The general expressed concerns that the terrorists could be transferred to Iraq under the US' "supervision." According to al-Wakil, Daesh is a "handy tool" that can be used "multiple times" by its backers.
"When necessary, personnel is simply transferred to a given point," the military analyst said. "We have already seen how terrorists moved throughout the region before the international coalition's very eyes. The last time was in July 2018, when 1,500 militants left Yarmouk, a suburb of Damascus, and moved to al-Suwayda province in southern Syria. They took only light weapons with them."
"Therefore, one can say that Daesh remains a prominent force in the region and the world," al-Wakil highlighted. "This organization has not been destroyed, but will still be used in political struggles, especially amid instability in the Middle East."
According to the general, it will only be possible to talk about the efficiency of the US struggle with terrorism when the groups' websites, which broadcast extremist ideas all over the world, are shut down. He emphasized that the servers used by terrorists to promote their ideologies are all located in the US and Europe, and are still operating.
Under these conditions, Baghdad should react wisely and pursue national policies which serve Iraq's sovereign interests, al-Wakil believes. He emphasized that it was important to do whatever it takes to prevent the terrorists from fleeing into the country.
"The presence [of the Iraqi forces] at the border posts and vantage points as well as construction and the patrol of earthen parapets, fortifications and fences have been enhanced on the Iraqi-Syrian border," the Iraqi security forces said in an official statement on October 11.
Additionally, Baghdad has bolstered reconnaissance work from the town of Qaim to the village of Tal Safuk to ensure the security of the border region.
Earlier, in August, the Iraqi Air Forces carried out air raids against Daesh on the territory of Syria.

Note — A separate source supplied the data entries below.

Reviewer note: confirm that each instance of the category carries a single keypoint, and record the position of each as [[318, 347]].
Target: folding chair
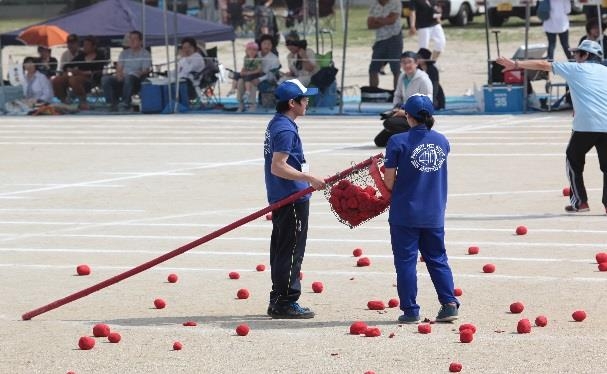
[[209, 78]]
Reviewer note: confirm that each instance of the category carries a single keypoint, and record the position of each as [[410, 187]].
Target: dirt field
[[114, 192]]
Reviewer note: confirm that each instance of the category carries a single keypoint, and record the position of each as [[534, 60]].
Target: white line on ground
[[265, 254], [318, 240], [269, 226]]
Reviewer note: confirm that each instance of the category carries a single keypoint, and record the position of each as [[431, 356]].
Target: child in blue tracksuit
[[416, 172]]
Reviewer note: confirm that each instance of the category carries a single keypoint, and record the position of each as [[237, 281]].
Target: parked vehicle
[[498, 11]]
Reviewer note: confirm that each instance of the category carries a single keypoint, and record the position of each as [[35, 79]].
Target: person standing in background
[[558, 25], [425, 21], [384, 18]]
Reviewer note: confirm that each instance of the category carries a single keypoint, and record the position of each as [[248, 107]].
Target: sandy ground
[[114, 192]]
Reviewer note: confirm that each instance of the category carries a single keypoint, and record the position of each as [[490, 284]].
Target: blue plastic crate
[[503, 98]]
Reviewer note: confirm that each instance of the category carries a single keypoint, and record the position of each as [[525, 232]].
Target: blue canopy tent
[[109, 20]]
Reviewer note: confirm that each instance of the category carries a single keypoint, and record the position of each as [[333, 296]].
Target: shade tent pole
[[166, 47], [343, 56], [143, 25], [489, 80]]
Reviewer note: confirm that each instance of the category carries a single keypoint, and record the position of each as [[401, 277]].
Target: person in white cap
[[587, 80], [285, 174]]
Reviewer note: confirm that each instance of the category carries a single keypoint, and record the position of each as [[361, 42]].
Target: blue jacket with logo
[[282, 136], [419, 195]]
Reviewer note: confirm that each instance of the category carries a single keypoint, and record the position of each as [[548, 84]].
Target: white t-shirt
[[588, 86], [559, 17]]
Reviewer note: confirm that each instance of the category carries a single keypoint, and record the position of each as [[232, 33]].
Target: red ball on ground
[[455, 367], [579, 315], [541, 321], [101, 330], [242, 330], [467, 326], [363, 261], [317, 287], [234, 275], [83, 270], [517, 307], [376, 305], [159, 303], [488, 268], [358, 327], [86, 342], [424, 328], [601, 257], [466, 336], [372, 332], [243, 293], [523, 326], [114, 337]]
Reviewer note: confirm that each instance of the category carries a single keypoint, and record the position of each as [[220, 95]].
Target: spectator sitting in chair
[[269, 68], [81, 74], [73, 48], [425, 62], [301, 60], [133, 66], [37, 87], [593, 33], [45, 63], [190, 65], [248, 77], [411, 81]]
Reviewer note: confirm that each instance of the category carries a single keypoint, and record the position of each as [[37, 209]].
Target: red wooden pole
[[176, 252]]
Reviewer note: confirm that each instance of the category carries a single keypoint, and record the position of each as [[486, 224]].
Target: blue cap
[[589, 46], [292, 89], [418, 103]]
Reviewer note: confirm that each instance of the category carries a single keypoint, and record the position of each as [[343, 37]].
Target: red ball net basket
[[359, 196]]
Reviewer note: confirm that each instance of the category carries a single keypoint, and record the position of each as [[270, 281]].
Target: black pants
[[392, 125], [287, 247], [579, 144]]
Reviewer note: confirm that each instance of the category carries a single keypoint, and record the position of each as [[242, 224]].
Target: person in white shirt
[[558, 25], [37, 87], [190, 64], [73, 48]]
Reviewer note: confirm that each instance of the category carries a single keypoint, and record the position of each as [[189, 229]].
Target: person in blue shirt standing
[[587, 80], [416, 172], [286, 173]]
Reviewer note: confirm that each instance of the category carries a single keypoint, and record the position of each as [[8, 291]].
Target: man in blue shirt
[[285, 174], [587, 80], [416, 172]]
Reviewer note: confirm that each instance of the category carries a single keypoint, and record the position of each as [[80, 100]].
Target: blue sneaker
[[447, 313], [289, 311], [408, 319]]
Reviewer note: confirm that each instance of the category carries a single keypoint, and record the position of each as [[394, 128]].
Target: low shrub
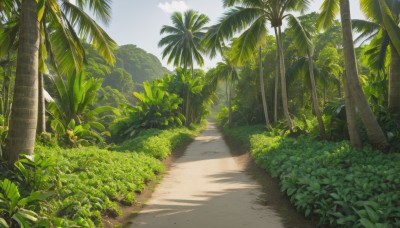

The operation was coordinated with the Syrian government.
The Syrian civil war erupted in 2011 quickly turning into a large-scale standoff involving state and non-state actors including various terrorist groups. Daesh terrorists became the focus of worldwide attention in 2014 when they seized a number of key strategic regions in Western Iraq and took Mosul and Sinjar under control. Simultaneously, the terrorist organization attacked Syrian government and opposition forces capturing large area in eastern Syria by December 2015.
Russia's involvement into the war in September 2015 became a game changer paving the way for the eradication of the terrorist organization in the Arab Republic. According to a UN report released in August 2018, between 20,000 and 30,000 Daesh fighters remain across Syria and Iraq despite heavy losses and resounding defeats in late 2017.
*Daesh (ISIS/ISIL/Islamic State) is a terrorist organization banned in Russia.